Isaacson is stronger when he’s on familiar turf, showing us Leonardo the scientist and innovator, the engineer and secret doctor. Between 1508 and 1513, Leonardo skinned at least 20 cadavers, some as they were decomposing in his hands, in order to study and draw muscle groups, organs, skeins of veins. His analysis of the human body was so thorough that he determined how the aortic valve worked 450 years before the medical establishment did.
I should mention here that Isaacson’s book includes dozens of colour illustrations, all ravishing.
Isaacson is at his finest when he analyses what made Leonardo human. He was an inveterate deadline misser, more beguiled by starting projects than finishing them. He abandoned a 23-foot equestrian statue intended for a prince; he gave up on paintings and murals intended for wealthy patrons; he sketched “flying machines that never flew, tanks that never rolled, a river that was never diverted.”
One of his most underrated achievements may have been his eloquent defence of procrastination. “Men of lofty genius sometimes accomplish the most when they work least,” he told one of his employers, “for their minds are occupied with their ideas and the perfection of their conceptions, to which they afterwards give form.”
Leonardo was an implacable perfectionist. (“He saw faults even in the things that to others seemed miracles,” wrote an early biographer.) He worked on the Mona Lisa for 16 years, and it was in his bedroom when he died.
Like many artists, Leonardo’s weaknesses were inseparable from his strengths. If he hadn’t been an easily distracted perfectionist, he would have left behind a larger official oeuvre but a less impressive one. Instead, he abandoned what he could not work out, which allowed him to “go down in history as an obsessed genius rather than merely a reliable master painter,” Isaacson writes.

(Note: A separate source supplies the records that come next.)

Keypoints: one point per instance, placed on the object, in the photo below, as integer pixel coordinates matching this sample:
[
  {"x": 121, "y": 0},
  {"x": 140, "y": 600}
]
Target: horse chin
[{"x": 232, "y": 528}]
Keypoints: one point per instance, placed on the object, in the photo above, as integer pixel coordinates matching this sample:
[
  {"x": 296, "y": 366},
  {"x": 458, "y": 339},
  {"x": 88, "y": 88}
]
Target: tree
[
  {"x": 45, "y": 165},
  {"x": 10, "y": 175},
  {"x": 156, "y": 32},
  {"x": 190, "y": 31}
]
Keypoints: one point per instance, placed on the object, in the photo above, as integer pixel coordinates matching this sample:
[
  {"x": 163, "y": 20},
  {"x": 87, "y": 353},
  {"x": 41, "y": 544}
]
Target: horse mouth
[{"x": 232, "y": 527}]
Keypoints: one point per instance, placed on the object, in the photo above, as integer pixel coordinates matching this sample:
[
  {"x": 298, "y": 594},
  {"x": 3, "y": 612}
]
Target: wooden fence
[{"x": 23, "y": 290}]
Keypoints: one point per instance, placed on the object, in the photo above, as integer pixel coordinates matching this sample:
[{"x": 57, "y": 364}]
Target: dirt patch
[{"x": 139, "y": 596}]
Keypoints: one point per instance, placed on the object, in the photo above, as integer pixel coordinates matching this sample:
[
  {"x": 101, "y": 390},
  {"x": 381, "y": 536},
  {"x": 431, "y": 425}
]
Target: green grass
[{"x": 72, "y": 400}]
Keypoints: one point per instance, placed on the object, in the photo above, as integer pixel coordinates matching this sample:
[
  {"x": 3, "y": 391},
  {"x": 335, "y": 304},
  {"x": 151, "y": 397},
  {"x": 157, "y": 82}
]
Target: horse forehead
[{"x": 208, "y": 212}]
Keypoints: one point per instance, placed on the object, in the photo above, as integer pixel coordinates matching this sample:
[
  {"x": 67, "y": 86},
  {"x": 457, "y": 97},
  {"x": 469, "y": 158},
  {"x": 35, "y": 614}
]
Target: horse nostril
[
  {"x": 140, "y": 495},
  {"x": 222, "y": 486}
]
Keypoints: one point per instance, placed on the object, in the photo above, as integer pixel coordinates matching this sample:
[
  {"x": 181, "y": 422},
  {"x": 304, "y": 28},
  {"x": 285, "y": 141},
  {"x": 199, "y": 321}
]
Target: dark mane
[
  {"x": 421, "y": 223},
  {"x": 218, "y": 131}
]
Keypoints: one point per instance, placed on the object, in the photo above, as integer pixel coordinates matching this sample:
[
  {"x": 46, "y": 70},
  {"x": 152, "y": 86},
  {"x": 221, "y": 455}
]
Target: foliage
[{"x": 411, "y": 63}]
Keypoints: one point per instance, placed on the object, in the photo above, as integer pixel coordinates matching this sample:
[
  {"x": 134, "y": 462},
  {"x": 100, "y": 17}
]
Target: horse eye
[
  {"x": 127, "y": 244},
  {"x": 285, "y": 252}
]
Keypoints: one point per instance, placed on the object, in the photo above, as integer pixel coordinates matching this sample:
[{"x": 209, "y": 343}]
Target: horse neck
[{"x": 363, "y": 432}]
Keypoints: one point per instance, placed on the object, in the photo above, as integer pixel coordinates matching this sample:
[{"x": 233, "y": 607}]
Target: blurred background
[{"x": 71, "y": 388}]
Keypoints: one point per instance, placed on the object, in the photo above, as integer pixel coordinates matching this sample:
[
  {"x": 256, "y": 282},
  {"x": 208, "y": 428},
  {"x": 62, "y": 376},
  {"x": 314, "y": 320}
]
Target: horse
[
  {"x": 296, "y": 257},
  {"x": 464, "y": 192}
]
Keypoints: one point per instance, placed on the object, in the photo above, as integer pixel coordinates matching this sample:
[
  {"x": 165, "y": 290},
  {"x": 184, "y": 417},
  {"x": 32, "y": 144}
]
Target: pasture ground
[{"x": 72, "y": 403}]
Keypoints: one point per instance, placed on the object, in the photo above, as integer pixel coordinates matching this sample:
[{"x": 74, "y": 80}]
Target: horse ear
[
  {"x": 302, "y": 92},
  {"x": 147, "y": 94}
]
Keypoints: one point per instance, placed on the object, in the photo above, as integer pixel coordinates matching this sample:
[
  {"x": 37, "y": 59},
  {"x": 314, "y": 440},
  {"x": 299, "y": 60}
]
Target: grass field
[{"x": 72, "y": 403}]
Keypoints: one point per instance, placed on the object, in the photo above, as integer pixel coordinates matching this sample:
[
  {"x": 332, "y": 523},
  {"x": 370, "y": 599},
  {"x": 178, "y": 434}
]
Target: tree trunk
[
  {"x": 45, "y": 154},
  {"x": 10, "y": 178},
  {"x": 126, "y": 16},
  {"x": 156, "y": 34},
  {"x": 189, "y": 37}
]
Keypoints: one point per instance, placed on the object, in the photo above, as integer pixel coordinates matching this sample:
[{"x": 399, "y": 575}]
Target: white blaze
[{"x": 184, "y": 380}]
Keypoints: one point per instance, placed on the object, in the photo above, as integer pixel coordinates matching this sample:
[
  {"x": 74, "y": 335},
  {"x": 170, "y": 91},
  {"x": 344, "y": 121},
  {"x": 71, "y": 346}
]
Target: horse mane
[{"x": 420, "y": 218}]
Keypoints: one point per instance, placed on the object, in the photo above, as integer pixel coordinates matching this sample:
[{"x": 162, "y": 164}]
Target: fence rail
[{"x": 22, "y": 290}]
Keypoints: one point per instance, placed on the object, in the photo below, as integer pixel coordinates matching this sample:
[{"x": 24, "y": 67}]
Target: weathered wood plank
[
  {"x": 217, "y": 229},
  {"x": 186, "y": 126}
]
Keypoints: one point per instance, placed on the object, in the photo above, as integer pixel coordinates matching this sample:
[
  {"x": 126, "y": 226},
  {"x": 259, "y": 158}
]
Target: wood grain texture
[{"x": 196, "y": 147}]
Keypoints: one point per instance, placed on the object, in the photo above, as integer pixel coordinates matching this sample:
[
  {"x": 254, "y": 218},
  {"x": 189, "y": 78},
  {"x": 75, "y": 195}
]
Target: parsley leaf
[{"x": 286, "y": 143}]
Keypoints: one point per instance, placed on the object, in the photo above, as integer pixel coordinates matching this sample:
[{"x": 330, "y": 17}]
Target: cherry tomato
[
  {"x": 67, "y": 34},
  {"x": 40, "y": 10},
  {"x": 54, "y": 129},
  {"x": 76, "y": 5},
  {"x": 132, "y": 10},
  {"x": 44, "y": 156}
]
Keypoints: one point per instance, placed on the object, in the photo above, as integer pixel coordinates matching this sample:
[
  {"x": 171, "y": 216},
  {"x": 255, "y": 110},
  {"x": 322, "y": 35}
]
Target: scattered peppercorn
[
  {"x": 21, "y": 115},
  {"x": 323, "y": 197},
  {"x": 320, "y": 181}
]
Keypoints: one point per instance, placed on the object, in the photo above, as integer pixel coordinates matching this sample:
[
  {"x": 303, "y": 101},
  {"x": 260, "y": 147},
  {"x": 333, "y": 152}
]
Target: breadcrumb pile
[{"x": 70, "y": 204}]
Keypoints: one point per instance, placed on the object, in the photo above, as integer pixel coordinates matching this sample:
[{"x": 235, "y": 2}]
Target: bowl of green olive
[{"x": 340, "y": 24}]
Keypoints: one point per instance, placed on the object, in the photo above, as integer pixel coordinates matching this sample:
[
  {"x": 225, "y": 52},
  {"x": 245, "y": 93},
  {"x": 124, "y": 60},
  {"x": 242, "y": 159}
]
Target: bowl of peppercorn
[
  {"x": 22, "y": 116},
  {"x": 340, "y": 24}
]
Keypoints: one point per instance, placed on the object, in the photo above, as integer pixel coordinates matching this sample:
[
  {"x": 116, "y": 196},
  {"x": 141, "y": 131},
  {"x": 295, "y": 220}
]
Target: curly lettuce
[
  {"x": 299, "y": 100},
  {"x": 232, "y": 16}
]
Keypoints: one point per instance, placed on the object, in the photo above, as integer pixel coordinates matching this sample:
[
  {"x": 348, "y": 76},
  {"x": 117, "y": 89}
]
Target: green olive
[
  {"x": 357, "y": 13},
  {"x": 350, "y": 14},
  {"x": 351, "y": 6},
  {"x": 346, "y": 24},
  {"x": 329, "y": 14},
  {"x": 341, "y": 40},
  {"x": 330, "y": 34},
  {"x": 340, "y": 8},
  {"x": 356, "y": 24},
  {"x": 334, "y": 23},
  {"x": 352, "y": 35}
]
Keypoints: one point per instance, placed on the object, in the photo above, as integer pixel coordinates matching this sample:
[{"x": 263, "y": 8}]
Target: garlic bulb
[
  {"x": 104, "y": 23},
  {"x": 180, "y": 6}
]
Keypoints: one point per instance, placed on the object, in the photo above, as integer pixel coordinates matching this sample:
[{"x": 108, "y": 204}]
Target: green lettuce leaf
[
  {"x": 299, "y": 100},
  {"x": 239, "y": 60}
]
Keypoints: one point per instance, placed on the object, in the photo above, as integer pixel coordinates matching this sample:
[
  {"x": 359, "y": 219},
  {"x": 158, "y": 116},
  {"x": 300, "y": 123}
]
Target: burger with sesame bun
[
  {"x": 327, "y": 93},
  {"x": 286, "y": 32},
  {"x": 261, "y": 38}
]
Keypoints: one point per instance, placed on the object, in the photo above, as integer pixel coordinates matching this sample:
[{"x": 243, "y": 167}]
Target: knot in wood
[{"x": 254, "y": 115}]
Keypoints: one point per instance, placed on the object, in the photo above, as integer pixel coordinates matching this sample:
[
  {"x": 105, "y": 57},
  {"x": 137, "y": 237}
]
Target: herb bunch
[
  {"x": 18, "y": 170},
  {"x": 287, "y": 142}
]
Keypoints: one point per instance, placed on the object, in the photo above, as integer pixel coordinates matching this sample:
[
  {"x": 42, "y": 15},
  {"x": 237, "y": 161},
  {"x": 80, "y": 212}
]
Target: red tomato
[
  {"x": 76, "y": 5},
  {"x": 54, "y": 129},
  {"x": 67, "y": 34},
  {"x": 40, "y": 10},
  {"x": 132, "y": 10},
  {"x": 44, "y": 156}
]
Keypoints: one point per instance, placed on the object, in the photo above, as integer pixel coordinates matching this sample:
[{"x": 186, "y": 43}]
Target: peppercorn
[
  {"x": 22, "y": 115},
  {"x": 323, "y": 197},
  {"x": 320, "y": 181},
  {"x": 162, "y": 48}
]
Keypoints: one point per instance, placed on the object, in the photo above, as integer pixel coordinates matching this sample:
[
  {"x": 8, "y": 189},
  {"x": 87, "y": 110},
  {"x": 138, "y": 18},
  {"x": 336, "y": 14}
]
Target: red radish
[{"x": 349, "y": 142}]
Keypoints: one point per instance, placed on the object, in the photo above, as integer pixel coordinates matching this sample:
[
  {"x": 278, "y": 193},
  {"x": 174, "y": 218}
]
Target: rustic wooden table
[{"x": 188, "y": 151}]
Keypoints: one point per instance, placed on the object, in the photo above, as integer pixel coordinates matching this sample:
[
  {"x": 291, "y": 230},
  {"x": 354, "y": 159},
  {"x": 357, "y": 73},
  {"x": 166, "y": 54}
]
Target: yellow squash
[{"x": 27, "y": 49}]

One often associates perfectionism with a toxic variety of neurosis. Yet Leonardo seemed quite well-adjusted, particularly for an artist. Unlike Michelangelo, who was dour and self-denying, Leonardo was generous and convivial, partial to robes of purple and pink. He wasn’t especially competitive. He didn’t spend his days spoiling for a fight. (He was no Caravaggio.) He was comfortably open about being gay (Michelangelo was not), merrily indulging his longtime companion with enough shoes and jewelled stockings to keep even Imelda Marcos in clover.
And he was strikingly devoid of ego, “more interested in pursuing knowledge than in publishing it,” Isaacson writes. “He wanted to accumulate knowledge for its own sake, and for his own personal joy, rather than out of a desire to make a public name for himself as a scholar or to be part of the progress of history.”

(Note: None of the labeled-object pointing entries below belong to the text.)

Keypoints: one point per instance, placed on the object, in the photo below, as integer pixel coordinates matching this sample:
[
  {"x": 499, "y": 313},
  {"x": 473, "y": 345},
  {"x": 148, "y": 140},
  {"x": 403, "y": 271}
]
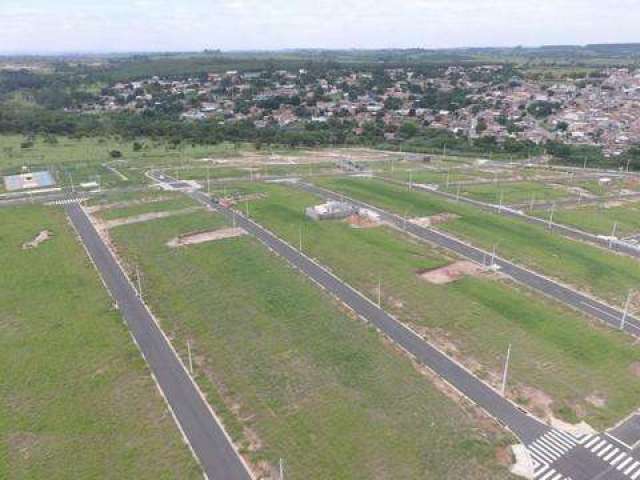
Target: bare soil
[
  {"x": 537, "y": 401},
  {"x": 145, "y": 217},
  {"x": 43, "y": 236},
  {"x": 127, "y": 203},
  {"x": 434, "y": 219},
  {"x": 362, "y": 221},
  {"x": 195, "y": 238},
  {"x": 451, "y": 273},
  {"x": 597, "y": 400}
]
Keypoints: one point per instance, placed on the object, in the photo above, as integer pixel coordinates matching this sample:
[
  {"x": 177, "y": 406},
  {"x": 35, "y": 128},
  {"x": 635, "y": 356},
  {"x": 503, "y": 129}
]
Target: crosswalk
[
  {"x": 613, "y": 454},
  {"x": 66, "y": 201},
  {"x": 547, "y": 449},
  {"x": 545, "y": 472},
  {"x": 555, "y": 444}
]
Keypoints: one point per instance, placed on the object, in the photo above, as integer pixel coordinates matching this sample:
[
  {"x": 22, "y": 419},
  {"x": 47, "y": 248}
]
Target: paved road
[
  {"x": 571, "y": 232},
  {"x": 197, "y": 421},
  {"x": 526, "y": 427},
  {"x": 577, "y": 300},
  {"x": 556, "y": 455}
]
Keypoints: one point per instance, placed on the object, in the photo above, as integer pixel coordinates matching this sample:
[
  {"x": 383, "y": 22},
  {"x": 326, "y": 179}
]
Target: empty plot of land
[
  {"x": 146, "y": 217},
  {"x": 451, "y": 273},
  {"x": 77, "y": 399},
  {"x": 292, "y": 375},
  {"x": 204, "y": 237},
  {"x": 564, "y": 360},
  {"x": 589, "y": 268}
]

In recent years, there’s been a glut of books about the so-called science of creativity, which in truth are TED lectures in waiting, motivational business books that instruct us on how to unleash our own inner Leonardos. The pleasure of an Isaacson biography is that it doesn’t traffic in such cynical stuff; the author tells stories of people who, by definition, are inimitable.

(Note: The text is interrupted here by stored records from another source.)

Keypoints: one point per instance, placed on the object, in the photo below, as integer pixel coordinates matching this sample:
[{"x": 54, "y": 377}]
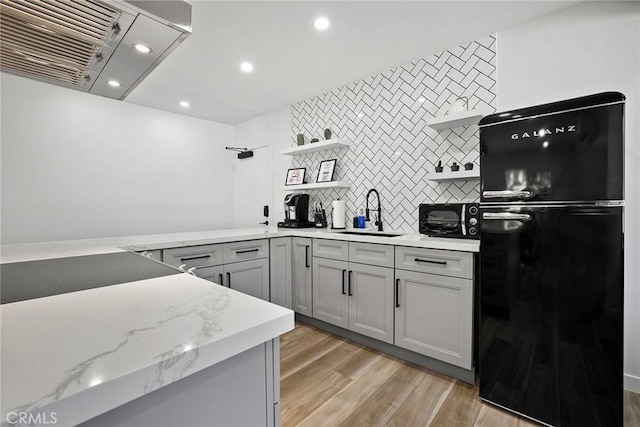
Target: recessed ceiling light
[
  {"x": 142, "y": 48},
  {"x": 321, "y": 23}
]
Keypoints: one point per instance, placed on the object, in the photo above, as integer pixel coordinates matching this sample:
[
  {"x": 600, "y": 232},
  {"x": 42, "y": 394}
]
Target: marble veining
[{"x": 174, "y": 362}]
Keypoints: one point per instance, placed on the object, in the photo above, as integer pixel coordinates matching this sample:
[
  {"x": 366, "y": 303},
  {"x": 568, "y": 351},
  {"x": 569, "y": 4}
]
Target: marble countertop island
[{"x": 70, "y": 357}]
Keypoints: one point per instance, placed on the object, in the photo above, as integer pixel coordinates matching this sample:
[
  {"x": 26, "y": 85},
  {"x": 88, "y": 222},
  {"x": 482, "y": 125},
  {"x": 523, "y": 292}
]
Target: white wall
[
  {"x": 80, "y": 166},
  {"x": 257, "y": 180},
  {"x": 590, "y": 48}
]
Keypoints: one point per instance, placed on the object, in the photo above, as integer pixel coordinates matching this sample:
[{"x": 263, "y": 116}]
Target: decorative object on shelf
[
  {"x": 326, "y": 170},
  {"x": 295, "y": 176},
  {"x": 459, "y": 105}
]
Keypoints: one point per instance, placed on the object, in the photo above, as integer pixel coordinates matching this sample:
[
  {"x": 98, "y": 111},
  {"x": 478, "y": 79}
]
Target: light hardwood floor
[{"x": 327, "y": 380}]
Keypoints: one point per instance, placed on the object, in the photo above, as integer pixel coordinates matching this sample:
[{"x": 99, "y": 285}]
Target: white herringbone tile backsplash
[{"x": 392, "y": 148}]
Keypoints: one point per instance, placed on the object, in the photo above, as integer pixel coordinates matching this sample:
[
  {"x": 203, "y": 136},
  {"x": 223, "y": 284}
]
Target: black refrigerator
[{"x": 551, "y": 261}]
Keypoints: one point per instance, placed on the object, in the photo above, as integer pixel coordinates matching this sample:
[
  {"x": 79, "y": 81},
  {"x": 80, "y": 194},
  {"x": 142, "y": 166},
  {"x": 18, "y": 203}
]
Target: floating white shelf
[
  {"x": 450, "y": 176},
  {"x": 471, "y": 117},
  {"x": 316, "y": 146},
  {"x": 316, "y": 186}
]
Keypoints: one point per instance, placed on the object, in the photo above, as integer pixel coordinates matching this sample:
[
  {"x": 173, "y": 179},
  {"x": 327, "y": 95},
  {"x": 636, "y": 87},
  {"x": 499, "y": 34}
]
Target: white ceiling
[{"x": 294, "y": 61}]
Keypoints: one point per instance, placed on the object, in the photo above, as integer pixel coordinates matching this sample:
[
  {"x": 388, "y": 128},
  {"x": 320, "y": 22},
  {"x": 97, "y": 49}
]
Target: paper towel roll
[{"x": 339, "y": 213}]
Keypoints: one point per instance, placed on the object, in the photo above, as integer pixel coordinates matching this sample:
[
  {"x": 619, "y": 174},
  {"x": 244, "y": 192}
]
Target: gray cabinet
[
  {"x": 280, "y": 271},
  {"x": 352, "y": 288},
  {"x": 302, "y": 290},
  {"x": 249, "y": 277},
  {"x": 330, "y": 300},
  {"x": 434, "y": 312},
  {"x": 243, "y": 266}
]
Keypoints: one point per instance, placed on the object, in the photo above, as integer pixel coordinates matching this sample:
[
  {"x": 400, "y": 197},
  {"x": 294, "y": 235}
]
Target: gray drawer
[
  {"x": 247, "y": 250},
  {"x": 371, "y": 253},
  {"x": 333, "y": 249},
  {"x": 435, "y": 261},
  {"x": 194, "y": 256}
]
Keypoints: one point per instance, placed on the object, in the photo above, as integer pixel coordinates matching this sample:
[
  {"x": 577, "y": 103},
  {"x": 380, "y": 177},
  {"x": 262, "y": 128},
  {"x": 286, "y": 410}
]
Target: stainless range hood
[{"x": 85, "y": 44}]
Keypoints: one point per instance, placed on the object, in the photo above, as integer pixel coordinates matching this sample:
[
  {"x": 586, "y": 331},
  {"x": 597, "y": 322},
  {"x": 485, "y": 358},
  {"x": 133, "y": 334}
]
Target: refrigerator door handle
[
  {"x": 517, "y": 194},
  {"x": 506, "y": 216}
]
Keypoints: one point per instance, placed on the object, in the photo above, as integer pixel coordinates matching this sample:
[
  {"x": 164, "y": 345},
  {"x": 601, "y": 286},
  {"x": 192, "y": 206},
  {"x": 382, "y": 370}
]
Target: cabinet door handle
[
  {"x": 306, "y": 256},
  {"x": 343, "y": 273},
  {"x": 195, "y": 257},
  {"x": 246, "y": 251},
  {"x": 430, "y": 262}
]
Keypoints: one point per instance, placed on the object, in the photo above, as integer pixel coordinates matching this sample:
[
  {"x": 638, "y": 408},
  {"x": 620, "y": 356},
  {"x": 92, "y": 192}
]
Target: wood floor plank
[
  {"x": 304, "y": 403},
  {"x": 348, "y": 400},
  {"x": 306, "y": 377},
  {"x": 309, "y": 354},
  {"x": 460, "y": 408},
  {"x": 329, "y": 381},
  {"x": 358, "y": 363},
  {"x": 299, "y": 339},
  {"x": 386, "y": 400},
  {"x": 425, "y": 401}
]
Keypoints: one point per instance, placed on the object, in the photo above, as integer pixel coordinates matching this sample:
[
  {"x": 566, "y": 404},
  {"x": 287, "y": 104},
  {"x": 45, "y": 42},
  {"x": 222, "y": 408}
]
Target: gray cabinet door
[
  {"x": 370, "y": 291},
  {"x": 249, "y": 277},
  {"x": 301, "y": 279},
  {"x": 280, "y": 271},
  {"x": 435, "y": 316},
  {"x": 330, "y": 300}
]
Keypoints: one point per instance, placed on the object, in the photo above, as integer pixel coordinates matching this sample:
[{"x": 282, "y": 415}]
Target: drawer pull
[
  {"x": 430, "y": 262},
  {"x": 343, "y": 273},
  {"x": 195, "y": 257},
  {"x": 248, "y": 250}
]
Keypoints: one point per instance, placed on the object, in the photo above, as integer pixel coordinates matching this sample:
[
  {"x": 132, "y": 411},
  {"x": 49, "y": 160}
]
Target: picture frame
[
  {"x": 295, "y": 176},
  {"x": 326, "y": 170}
]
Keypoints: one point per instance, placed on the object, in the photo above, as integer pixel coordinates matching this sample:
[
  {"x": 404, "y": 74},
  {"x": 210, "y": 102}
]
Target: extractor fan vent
[{"x": 58, "y": 41}]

Yet in the conclusion of “Leonardo da Vinci,” Isaacson capitulates to the easy seductions of TED-ism, and boy, is it disappointing. Under the subheading of “Learning From Leonardo,” he offers 20 italicised platitudes, including Retain a childlike sense of wonder and Let your reach exceed your grasp. Each gets its own elaboration. None is especially helpful. It’s all about as cloying as canned peaches. Though perhaps I’m just too old to Be open to mystery.